Dietary supplements | Examples |
---|---|
Calcium |
|
Chamomile |
|
Cranberry |
|
Dandelion |
|
Flaxseed |
|
Garlic |
|
Ginger | Zingiber officinale rhizome is also known as ginger. |
Ginkgo |
|
Ginseng |
|
Glucosamine |
|
Lavender |
|
Melatonin |
|
Turmeric |
|
Valerian |
|
DISCUSSION
Accessing information on DS in clinical notes can help us to understand its use on the individual level and related safety problems. Without a standard terminology, our ability is very limited to identify comprehensive information on DS in clinical notes, which might lead to biased knowledge. In this study, we attempted to apply word embedding models to overcome this limitation and tried to generate relatively comprehensive terms for commonly used DS. We trained two word embedding models on clinical notes to detect and identify semantically similar terms for DS. The terms identified by word embedding models and human experts were applied in two clinical note identification tasks for further evaluation. Our results support the hypothesis that semantic variants, brand names, and misspellings of DS appear in similar context in our clinical note corpus and that applying the word embedding models based on distributional semantics can help detect such syntactic and semantic variants.
We conducted a set of comprehensive experiments on the corpus size and hyperparameters. We found out that when the corpus size is small, a relatively small number of semantically similar terms were found. Another finding is that a larger corpus can only help detect more misspellings. Unfortunately, continuously increasing the corpus size cannot generate more semantic variants and brand names. However, the limitation is that we only evaluated the 40 top-ranked terms. In the future, we could potentially extend to evaluate more terms. Our future work will also include investigating new ranking systems. We also evaluated some hyperparameters, including window size and vector size. We tested 5 values of the window size and 4 values of the vector size. We found that these 2 parameters have a large impact on the model performance and that it should be cautious to use default settings, especially for the GloVe model, which failed to generate any valuable semantically similar words when the default settings were applied. One limitation is that we did not test other parameters such as the number of iterations and the number of negative samples, which might also affect the model performance. For CBOW and skip-gram, there was limited and inconclusive evidence available on which model has higher performance. We tested both models and found that they did not differ in this term expansion task.

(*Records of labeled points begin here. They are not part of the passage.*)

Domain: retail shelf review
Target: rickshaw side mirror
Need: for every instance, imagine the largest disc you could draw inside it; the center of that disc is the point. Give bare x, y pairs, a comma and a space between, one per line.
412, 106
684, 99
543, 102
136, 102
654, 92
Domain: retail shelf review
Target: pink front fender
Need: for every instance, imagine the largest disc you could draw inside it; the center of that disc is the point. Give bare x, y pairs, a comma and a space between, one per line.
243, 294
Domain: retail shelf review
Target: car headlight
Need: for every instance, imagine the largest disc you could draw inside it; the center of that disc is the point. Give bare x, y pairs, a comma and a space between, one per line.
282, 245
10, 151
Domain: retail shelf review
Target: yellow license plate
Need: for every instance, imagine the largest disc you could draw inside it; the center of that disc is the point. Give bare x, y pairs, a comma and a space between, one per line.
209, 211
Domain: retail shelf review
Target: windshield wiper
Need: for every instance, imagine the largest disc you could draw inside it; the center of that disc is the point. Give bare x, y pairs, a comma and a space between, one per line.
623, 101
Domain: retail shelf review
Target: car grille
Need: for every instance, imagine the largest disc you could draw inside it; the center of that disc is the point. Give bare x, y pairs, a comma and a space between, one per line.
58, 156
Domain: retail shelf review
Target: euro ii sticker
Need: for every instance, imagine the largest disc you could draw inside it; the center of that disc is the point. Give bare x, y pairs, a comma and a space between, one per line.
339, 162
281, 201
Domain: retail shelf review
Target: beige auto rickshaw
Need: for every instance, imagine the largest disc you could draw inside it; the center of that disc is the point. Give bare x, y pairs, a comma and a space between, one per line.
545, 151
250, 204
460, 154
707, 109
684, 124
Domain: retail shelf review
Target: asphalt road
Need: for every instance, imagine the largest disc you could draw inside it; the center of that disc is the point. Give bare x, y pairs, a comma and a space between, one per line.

When comparing the performance of the word2vec and GloVe model, we found that GloVe model is more efficient than word2vec. However, since these 2 models differed in the way of training word vectors: word2vec trained the vectors using contextual information in a predictive method and GloVe trained the word vectors through constructing a co-occurrence matrix using the global information in a “count-based” method,32 the word vectors they trained also differed. We found out that word2vec model has a better performance in this word similarity task, particularly that word2vec model is more capable of detecting misspellings.
When reviewing the word lists returned by the trained word embedding models, we found that the returned lists for some DS can contain the variants for other DS. For example, “ginkgo” appeared in the word list for ginseng. We believe this is due to the fact that DS share very similar contexts and expression patterns. We also found that the list for some DS contain some related diseases, symptoms, and medications with similar pharmacological effects associated with this DS. For example, the list of terms for “melatonin” contains related symptoms of “insomnia” and also contains the brand name “Lunesta” and its corresponding generic name “Eszopiclone,” which is a commonly prescribed medication often used to treat insomnia. This finding also demonstrates that the words in the list cannot be included arbitrarily as additional search terms since a varying number of false positives might be introduced in the query results. Human annotation is significantly necessary for excluding the false positive terms.
There are several limitations in this study. We only tested one-word DS terms in this study. In the future, we would apply this method on multiword DS terms for further investigation and evaluation. Additionally, we only focus on the comparison of word embedding models on the task of DS terminology development. We will further explore other count-based methods (eg, PMI) and compare the performance of such models with the word embedding models to gain further insights in our future study. Motivated by one study using the task-orientated additional resources,33 we would also introduce other data resources such as biomedical literature, Wikipedia articles, and social media data into the training corpus for expanding DS terminology in the future.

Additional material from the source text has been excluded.